Mel Gibson rêve depuis des années de réaliser le film ultime sur les Vikings. Mais il ferait mieux de réviser sa cinéphilie : ce film ultime existe déjà, même qu’il s’appelle très sobrement Les Vikings, et que c’est l’excellent Richard Fleischer qui l’a réalisé il y presque 60 ans. Même qu’il y a Kirk Douglas et Tony Curtis en (demi-) frères ennemis là-dedans, que Janet Leigh y est sexy comme jamais, et que Ernest Borgnine y est un truculent et réjouissant chef Viking.

Voilà donc un très grand film d’aventures tourné en Cinemascope et dans un Technicolor magnifique : la photo, signée Jack Cardiff, est sublime, aussi bien dans les scènes intérieures de beuverie que dans les extérieurs en décors naturels, ou sur la mer baignée de brouillard.
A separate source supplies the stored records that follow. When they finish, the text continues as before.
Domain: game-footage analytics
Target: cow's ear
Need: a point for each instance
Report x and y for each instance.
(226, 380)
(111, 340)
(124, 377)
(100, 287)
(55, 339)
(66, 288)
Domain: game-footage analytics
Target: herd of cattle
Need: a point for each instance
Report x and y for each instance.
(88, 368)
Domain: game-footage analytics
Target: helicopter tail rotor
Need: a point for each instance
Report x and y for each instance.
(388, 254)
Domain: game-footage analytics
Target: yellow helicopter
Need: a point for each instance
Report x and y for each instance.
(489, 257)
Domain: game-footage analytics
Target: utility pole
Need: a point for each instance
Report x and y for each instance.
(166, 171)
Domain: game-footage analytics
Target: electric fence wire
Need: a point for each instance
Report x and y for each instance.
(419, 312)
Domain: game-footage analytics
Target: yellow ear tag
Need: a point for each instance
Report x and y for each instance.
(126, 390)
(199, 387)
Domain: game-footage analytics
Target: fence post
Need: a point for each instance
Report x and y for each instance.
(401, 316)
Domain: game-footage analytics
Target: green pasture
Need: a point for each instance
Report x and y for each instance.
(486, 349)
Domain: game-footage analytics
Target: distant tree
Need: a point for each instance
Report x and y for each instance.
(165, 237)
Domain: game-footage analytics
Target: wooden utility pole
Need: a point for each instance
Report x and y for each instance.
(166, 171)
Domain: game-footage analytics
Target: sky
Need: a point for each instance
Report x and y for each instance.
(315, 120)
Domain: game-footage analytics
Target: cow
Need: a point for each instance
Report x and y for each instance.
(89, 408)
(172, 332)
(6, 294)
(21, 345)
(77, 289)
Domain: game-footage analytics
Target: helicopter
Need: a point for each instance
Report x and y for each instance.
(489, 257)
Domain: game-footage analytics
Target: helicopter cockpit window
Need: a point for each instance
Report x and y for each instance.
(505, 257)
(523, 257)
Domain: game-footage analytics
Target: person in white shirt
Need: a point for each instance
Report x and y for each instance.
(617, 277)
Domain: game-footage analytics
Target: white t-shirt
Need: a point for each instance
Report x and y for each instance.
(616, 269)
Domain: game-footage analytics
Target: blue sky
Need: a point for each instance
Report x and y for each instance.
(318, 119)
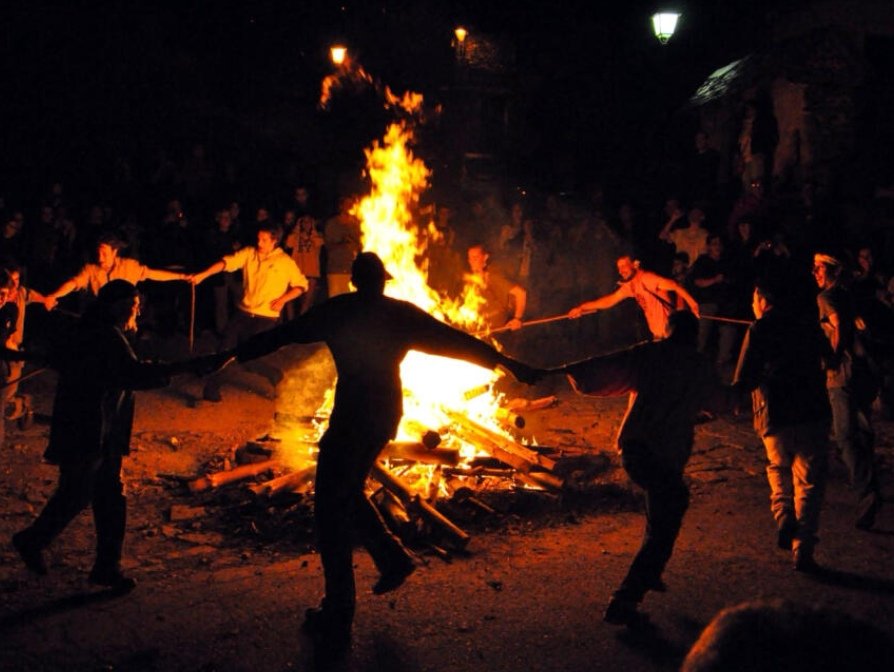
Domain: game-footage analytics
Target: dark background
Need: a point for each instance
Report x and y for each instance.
(86, 85)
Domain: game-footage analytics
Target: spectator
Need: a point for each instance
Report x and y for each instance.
(715, 287)
(780, 365)
(850, 386)
(691, 238)
(342, 238)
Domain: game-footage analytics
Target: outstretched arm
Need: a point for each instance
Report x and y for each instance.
(601, 303)
(160, 275)
(668, 285)
(66, 288)
(213, 269)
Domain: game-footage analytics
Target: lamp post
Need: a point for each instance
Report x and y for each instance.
(664, 24)
(338, 54)
(460, 33)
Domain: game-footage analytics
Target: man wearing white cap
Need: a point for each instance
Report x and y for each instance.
(850, 388)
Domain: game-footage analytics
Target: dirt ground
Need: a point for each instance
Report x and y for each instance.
(227, 591)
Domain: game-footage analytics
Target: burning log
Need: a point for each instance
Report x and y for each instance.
(220, 478)
(413, 501)
(510, 418)
(504, 449)
(419, 452)
(468, 395)
(429, 437)
(286, 483)
(532, 404)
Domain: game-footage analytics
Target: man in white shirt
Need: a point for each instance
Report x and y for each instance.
(270, 279)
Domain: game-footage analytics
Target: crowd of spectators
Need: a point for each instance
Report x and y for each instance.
(561, 248)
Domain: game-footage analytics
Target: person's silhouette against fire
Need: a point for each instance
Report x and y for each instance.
(369, 334)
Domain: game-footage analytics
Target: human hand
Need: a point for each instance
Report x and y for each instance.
(208, 364)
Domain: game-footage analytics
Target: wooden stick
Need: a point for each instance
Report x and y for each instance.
(290, 481)
(412, 500)
(514, 454)
(192, 316)
(210, 481)
(419, 452)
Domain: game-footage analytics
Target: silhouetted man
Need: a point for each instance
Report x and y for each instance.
(368, 334)
(669, 382)
(90, 431)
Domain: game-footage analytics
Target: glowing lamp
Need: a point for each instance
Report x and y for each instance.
(338, 54)
(664, 24)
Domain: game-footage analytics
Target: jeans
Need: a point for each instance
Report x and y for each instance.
(855, 439)
(95, 482)
(342, 508)
(797, 472)
(667, 499)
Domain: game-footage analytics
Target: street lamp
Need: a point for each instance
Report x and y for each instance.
(664, 24)
(338, 54)
(460, 43)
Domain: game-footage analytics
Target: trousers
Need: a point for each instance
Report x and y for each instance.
(666, 499)
(92, 482)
Mais Les Vikings est plus que ça. Les moyens conséquents dont Fleischer dispose permettent d’offrir une reconstitution d’une rare ambition, fascinante par sa précision, que ce soit pour filmer le quotidien du village Viking (dans des paysages à couper le souffle), ou la défense qui s’organise dans le château anglais assiégé.

Cette ambition n’écrase jamais Fleischer, qui se montre aussi à l’aise dans la superproduction que dans les séries B de ses débuts. Ici, il réussit constamment le plan juste et souvent inattendu : une contre-plongée sur le pont-levis qui se baisse, une plongée vertigineuse sur Kirk et Tont qui se battent au sommet du château, ou ce magnifique travelling filmant en gros plan les visages des Vikings prêts à affronter la mort… C’est du très grand cinéma hollywoodien, visuellement superbe.

Le scénario relève de la même ambition, avec cette histoire de deux ennemis qui découvrent trop tard qu’ils ont le même père. Les regards perdus des deux acteurs dans leur ultime scène ensemble sont inoubliables, image digne des plus grandes tragédies. Même l’histoire d’amour (avec un tendre baiser entre Janet et Tony que Jamie Lee doit se repasser en boucle) dépasse les conventions du genre, lors de cette scène où Janet Leigh laisse transparaître une attirance trouble pour la brute Einar, tout en clamant son amour pour Eric.

On la comprend bien d’ailleurs : face à un Tony Curtis un peu effacé derrière sa barbe, Kirk Douglas (également producteur et au sommet de sa carrière, entre Les Sentiers de la gloire et Le Dernier Train de Gun Hill) est extraordinaire d’intensité, inquiétant et séduisant à la fois. Un grand rôle, dans un grand film.